Publié le par Apprendrelabourse.org

Le CAC 40 dégringole de - 5,04 %  sous les 4 000 points à 3 953,48 points au plus bas depuis 3 ans et demi.

Si le plan Paulson aura fait l'essentiel de l'actualité au cours du week-end avec un vote attendu ce jour par les membres du Congrès, le sentiment sur les banques aura passé un nouveau cran avec une confiance dévastée sur certains marchés du crédit. Après la faillite de Washington Mutual en fin de semaine dernière, les autorités américaines ont orchestré un sauvetage préventif de Wachovia qui a été reprise par Citigroup dont les pertes éventuelles seront prises en charge entre la banque, la FEd et le Trésor US.

*****La crise s'est également et surtout transmise à l'Europe, dans un climat de réunions de crise, de plans de renflouement et de sauvetage au coeur même du continent avec les plus hautes autorités, banques centrales comprises :

Benelux :

- Fortis aura vu l'intervention des gouvernements luxembourgeois, belges et hollandais à hauteur de 11,2 milliards € pour nationaliser partiellement le groupe bancaire, qui compte parmi les 25 plus grandes banques au monde, les états prenant 49 % des parts pour maintenir la confiance des épargnants. Après un départ dans le vert, le titre termine en baisse de - 23,71 %. La bourse d'Amsterdam décroche de - 8,75 %.
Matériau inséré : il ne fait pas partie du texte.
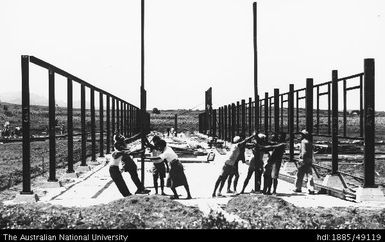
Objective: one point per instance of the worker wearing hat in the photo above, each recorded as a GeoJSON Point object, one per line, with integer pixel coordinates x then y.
{"type": "Point", "coordinates": [228, 167]}
{"type": "Point", "coordinates": [121, 155]}
{"type": "Point", "coordinates": [256, 163]}
{"type": "Point", "coordinates": [241, 157]}
{"type": "Point", "coordinates": [305, 166]}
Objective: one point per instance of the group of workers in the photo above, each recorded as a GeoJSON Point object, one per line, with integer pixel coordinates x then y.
{"type": "Point", "coordinates": [165, 160]}
{"type": "Point", "coordinates": [275, 150]}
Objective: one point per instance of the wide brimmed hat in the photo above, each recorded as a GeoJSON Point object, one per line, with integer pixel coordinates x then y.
{"type": "Point", "coordinates": [261, 136]}
{"type": "Point", "coordinates": [236, 139]}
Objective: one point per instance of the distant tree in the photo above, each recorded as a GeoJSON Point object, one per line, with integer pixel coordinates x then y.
{"type": "Point", "coordinates": [155, 111]}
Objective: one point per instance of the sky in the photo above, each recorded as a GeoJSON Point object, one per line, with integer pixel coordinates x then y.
{"type": "Point", "coordinates": [191, 46]}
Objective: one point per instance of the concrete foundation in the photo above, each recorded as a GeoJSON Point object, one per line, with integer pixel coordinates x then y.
{"type": "Point", "coordinates": [83, 169]}
{"type": "Point", "coordinates": [51, 184]}
{"type": "Point", "coordinates": [370, 194]}
{"type": "Point", "coordinates": [333, 181]}
{"type": "Point", "coordinates": [288, 167]}
{"type": "Point", "coordinates": [25, 198]}
{"type": "Point", "coordinates": [71, 175]}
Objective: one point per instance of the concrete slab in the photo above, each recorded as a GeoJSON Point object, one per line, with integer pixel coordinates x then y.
{"type": "Point", "coordinates": [333, 181]}
{"type": "Point", "coordinates": [96, 187]}
{"type": "Point", "coordinates": [370, 195]}
{"type": "Point", "coordinates": [83, 168]}
{"type": "Point", "coordinates": [23, 198]}
{"type": "Point", "coordinates": [51, 184]}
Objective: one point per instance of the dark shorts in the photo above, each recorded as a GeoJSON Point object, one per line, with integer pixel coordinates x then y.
{"type": "Point", "coordinates": [176, 176]}
{"type": "Point", "coordinates": [159, 169]}
{"type": "Point", "coordinates": [275, 169]}
{"type": "Point", "coordinates": [255, 165]}
{"type": "Point", "coordinates": [129, 164]}
{"type": "Point", "coordinates": [227, 170]}
{"type": "Point", "coordinates": [268, 170]}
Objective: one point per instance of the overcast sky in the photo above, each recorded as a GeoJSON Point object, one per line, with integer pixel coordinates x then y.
{"type": "Point", "coordinates": [191, 46]}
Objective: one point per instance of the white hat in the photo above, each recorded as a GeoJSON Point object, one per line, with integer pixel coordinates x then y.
{"type": "Point", "coordinates": [261, 136]}
{"type": "Point", "coordinates": [236, 139]}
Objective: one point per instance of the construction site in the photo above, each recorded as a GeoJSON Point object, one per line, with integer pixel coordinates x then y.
{"type": "Point", "coordinates": [58, 176]}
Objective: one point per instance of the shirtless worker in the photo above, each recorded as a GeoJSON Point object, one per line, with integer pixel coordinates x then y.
{"type": "Point", "coordinates": [228, 167]}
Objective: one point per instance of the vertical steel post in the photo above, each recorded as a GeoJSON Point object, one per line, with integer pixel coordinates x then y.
{"type": "Point", "coordinates": [369, 135]}
{"type": "Point", "coordinates": [220, 127]}
{"type": "Point", "coordinates": [281, 108]}
{"type": "Point", "coordinates": [70, 148]}
{"type": "Point", "coordinates": [113, 118]}
{"type": "Point", "coordinates": [93, 124]}
{"type": "Point", "coordinates": [266, 114]}
{"type": "Point", "coordinates": [270, 113]}
{"type": "Point", "coordinates": [108, 138]}
{"type": "Point", "coordinates": [250, 116]}
{"type": "Point", "coordinates": [291, 122]}
{"type": "Point", "coordinates": [83, 124]}
{"type": "Point", "coordinates": [214, 126]}
{"type": "Point", "coordinates": [309, 107]}
{"type": "Point", "coordinates": [122, 117]}
{"type": "Point", "coordinates": [334, 122]}
{"type": "Point", "coordinates": [345, 110]}
{"type": "Point", "coordinates": [238, 117]}
{"type": "Point", "coordinates": [52, 126]}
{"type": "Point", "coordinates": [117, 116]}
{"type": "Point", "coordinates": [243, 114]}
{"type": "Point", "coordinates": [101, 123]}
{"type": "Point", "coordinates": [317, 110]}
{"type": "Point", "coordinates": [225, 122]}
{"type": "Point", "coordinates": [329, 109]}
{"type": "Point", "coordinates": [255, 50]}
{"type": "Point", "coordinates": [233, 120]}
{"type": "Point", "coordinates": [176, 125]}
{"type": "Point", "coordinates": [130, 120]}
{"type": "Point", "coordinates": [276, 110]}
{"type": "Point", "coordinates": [297, 110]}
{"type": "Point", "coordinates": [361, 109]}
{"type": "Point", "coordinates": [257, 118]}
{"type": "Point", "coordinates": [230, 121]}
{"type": "Point", "coordinates": [26, 125]}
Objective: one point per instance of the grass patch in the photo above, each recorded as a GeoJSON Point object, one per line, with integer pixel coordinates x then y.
{"type": "Point", "coordinates": [268, 212]}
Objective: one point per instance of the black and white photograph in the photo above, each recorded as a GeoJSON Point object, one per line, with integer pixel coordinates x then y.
{"type": "Point", "coordinates": [129, 115]}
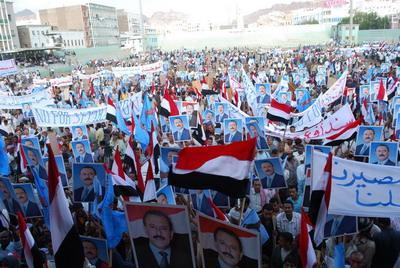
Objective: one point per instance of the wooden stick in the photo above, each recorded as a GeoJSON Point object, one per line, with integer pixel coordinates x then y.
{"type": "Point", "coordinates": [241, 210]}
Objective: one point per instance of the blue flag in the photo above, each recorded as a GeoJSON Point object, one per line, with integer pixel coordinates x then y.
{"type": "Point", "coordinates": [4, 165]}
{"type": "Point", "coordinates": [339, 256]}
{"type": "Point", "coordinates": [304, 102]}
{"type": "Point", "coordinates": [141, 135]}
{"type": "Point", "coordinates": [114, 222]}
{"type": "Point", "coordinates": [148, 115]}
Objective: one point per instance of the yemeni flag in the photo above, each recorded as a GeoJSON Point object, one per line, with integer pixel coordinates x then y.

- Des rumeurs d'augmentation de capital de la banque franco-belge Dexia dans la nuit de dimanche a lundi ont précipité le cours de l'action à 7,20 € en chute de - 28,50 % emmenant le BEL20 à Bruxelles en baisse de - 7,98 % et alourdissant le score du CAC 40. Un conseil d'administration extraordinaire est en cours depuis 18 heures.

Allemagne :

Le gouvernement allemand et un groupe de banques ont dû voler au secours de Hypo Real Estate bank, coté au sein du DAX 30, active dans l'immobilier commercial et qui reçoit une aide de 35 Mds € en terme de lignes de crédit dont 26,6 Mds € sont garanties par l'état allemand. Si la difficulté à boucler le financement d'Abn Amro rend la tâche difficile à Fortis, cette banque allemande est confrontée à des difficultés de sa fililale irlandaise engluée dans le subprime depuis des mois. L'action perd - 73,91 %. Commerzbank perd - 24,01 % et Deutsche Bank - 7,74 %.

Royaume-Uni :

Bradford  & Bingley a été nationalisée après Northern Rock en 2007. Le réseau d'agence est repris par l'espagnol Santander via sa filiale Abbey déjà repreneur à la hâte d'Alliance & Leicester un peu plut tôt. L'état anglais va garantir les crédits immobiliers.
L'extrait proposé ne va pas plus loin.